Quest’ultimo difetto di rappresentanza sta creando disaffezione verso l’Europa in larga parte dell’opinione pubblica del Vecchio Continente.
Esistono modi per superare i due difetti che abbiamo individuato senza ricorrere a soluzioni radicali come la riduzione del suffragio, ma che hanno implicazioni molto forti dal punto di vista politico.
Per risolvere il problema generazionale è necessario introdurre un vincolo di bilancio non modificabile. Questo però deve andare oltre il pareggio, che può essere raggiunto con nuove tasse. Infatti le nuove tasse riducono la crescita mantenendo gli entitlement, essenzialmente penalizzando i giovani. Il vincolo necessario deve stabilire che una generazione non può lasciare più debito di quello che ha trovato (come sostiene Laurence Kotlikoff a proposito degli USA http://www.bloomberg.com/news/2011-08-03/generational-balance-not-budget-balance-laurence-kotlikoff.html). Esistono metodi in economia che permettono di misurare queste grandezze e che vertono intorno alla Contabilità Generazionale (Generational Accounting). L’unico modo equo per tutti di procedere è cioè ridurre gli entitlement e le rendite di posizione , di cui alla fine gode una minoranza ma che tutti pagano. Notiamo che in Italia in particolare il difetto di rappresentanza dei giovani si estende, per motivi simili, alla rappresentanza sindacale.
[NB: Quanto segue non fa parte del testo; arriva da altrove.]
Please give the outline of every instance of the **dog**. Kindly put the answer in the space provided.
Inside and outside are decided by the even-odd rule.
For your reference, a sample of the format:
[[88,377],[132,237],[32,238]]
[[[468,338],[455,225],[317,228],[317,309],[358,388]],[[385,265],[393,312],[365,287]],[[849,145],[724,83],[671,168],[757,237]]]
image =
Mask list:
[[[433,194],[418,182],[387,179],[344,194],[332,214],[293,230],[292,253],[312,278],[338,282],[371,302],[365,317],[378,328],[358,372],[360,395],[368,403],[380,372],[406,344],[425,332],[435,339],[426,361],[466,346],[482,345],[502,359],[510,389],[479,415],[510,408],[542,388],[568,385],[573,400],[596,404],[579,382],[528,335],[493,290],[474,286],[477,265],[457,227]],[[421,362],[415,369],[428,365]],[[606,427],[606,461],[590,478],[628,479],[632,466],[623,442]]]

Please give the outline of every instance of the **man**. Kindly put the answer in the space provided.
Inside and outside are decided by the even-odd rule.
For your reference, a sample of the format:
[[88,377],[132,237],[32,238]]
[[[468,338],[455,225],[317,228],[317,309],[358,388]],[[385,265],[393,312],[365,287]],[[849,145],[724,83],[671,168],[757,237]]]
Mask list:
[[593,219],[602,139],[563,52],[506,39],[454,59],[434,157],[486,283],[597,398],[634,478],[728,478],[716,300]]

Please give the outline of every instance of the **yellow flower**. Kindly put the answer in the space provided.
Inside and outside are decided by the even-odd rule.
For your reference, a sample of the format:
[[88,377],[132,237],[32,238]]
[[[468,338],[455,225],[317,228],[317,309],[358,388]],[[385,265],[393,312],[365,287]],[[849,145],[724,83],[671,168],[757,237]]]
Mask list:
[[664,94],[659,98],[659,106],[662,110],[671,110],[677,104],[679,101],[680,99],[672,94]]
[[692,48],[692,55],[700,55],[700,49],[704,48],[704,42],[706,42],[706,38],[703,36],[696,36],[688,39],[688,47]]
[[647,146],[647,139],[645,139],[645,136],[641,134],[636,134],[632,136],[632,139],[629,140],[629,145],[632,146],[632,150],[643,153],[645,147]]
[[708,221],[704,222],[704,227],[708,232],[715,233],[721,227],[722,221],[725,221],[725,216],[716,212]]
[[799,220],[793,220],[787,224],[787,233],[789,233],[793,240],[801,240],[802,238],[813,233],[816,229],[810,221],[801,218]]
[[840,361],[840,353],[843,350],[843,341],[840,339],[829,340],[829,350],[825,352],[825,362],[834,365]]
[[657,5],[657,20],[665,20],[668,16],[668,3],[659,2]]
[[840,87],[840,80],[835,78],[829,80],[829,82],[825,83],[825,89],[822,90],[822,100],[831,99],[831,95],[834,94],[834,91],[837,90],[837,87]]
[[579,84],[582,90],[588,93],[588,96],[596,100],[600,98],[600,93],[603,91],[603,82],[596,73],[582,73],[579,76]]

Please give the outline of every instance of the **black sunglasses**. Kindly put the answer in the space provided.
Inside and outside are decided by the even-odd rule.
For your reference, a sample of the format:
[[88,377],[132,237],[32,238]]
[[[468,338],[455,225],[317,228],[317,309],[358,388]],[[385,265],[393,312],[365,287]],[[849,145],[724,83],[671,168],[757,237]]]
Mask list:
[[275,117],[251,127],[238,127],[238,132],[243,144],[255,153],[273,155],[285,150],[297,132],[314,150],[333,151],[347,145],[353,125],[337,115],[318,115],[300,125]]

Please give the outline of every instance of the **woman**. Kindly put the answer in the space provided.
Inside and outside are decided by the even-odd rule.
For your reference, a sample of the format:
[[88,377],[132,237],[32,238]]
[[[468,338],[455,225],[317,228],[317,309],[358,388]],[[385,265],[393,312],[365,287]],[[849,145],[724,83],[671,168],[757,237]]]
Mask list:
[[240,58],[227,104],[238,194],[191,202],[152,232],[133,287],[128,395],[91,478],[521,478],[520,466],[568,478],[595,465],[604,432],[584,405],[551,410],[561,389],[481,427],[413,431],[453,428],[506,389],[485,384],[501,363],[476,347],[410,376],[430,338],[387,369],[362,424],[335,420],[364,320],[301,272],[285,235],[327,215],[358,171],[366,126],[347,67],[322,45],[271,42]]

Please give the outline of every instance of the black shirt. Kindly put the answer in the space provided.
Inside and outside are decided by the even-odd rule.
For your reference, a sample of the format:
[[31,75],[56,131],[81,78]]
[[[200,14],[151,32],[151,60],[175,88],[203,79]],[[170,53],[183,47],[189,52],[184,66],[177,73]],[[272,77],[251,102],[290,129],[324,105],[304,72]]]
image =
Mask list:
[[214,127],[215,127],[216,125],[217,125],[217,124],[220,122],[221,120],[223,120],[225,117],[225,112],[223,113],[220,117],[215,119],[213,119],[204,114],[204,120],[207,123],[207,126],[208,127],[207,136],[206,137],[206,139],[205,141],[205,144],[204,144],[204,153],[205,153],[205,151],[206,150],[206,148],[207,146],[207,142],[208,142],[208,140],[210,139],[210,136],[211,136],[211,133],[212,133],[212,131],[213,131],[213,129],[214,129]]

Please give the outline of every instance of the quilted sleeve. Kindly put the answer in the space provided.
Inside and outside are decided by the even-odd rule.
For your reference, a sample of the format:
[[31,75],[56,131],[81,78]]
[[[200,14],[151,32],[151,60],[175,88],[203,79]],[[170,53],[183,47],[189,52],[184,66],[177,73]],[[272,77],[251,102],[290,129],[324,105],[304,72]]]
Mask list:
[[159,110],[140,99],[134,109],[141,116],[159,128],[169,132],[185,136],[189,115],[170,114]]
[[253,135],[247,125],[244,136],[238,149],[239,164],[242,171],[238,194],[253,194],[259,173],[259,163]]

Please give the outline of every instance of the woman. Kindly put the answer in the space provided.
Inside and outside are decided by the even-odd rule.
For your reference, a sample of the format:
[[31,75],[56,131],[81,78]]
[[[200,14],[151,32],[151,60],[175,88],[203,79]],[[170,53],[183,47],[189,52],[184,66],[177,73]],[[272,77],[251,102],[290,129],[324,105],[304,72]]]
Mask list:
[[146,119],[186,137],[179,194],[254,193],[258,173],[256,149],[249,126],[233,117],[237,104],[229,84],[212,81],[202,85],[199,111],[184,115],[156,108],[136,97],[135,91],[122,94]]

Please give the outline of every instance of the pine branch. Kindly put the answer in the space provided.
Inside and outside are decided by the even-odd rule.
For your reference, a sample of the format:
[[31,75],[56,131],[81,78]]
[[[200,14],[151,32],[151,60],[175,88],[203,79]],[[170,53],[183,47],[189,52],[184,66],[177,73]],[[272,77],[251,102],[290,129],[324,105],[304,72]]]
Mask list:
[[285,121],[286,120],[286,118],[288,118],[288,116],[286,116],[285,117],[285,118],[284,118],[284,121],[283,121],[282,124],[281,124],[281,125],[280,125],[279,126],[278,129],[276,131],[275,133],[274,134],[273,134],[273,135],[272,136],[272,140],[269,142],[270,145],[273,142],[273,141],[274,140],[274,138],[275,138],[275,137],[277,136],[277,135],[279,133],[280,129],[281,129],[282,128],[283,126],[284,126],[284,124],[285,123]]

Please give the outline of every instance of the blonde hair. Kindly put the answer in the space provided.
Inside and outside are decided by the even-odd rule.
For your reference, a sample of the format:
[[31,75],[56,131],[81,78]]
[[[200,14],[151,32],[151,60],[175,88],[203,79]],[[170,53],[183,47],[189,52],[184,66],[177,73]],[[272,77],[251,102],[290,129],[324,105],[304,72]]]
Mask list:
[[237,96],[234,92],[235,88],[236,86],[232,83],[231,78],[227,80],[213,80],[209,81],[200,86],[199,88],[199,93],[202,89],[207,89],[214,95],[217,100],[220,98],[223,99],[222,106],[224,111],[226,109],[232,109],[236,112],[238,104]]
La CGIL, principale sindacato italiano, riporta (http://www.cgil.it/tesseramento/default.aspx) nel 2010 una percentuale di pensionati di ben il 52.1%. Oltretutto la categoria di lavoratori attivi con percentuale più alta è quella della funzione pubblica, con il 7.1%. In sostanza quasi un 60% degli iscritti dipende da o lavora per gli entitlement. Un modo per risolvere questo difetto di rappresentanza è superare la contrattazione nazionale e concentrarsi su contratti aziendali. Passi incoraggianti sono stati compiuti in questo senso recentemente. Questi dati possono anche spiegare la forte resistenza al cambiamento da parte del sindacato.
Per risolvere il secondo problema è necessario, se si vuol continuare ad avere un’Unione Europea, accelerare l’integrazione politica dando però ai cittadini la possibilità di eleggere il Governo Europeo. E’ necessario cioè un ridimensionamento del livello decisionale nazionale e l’emergere di partiti Europei che riescano a proporre programmi coerenti per tutta l’Unione.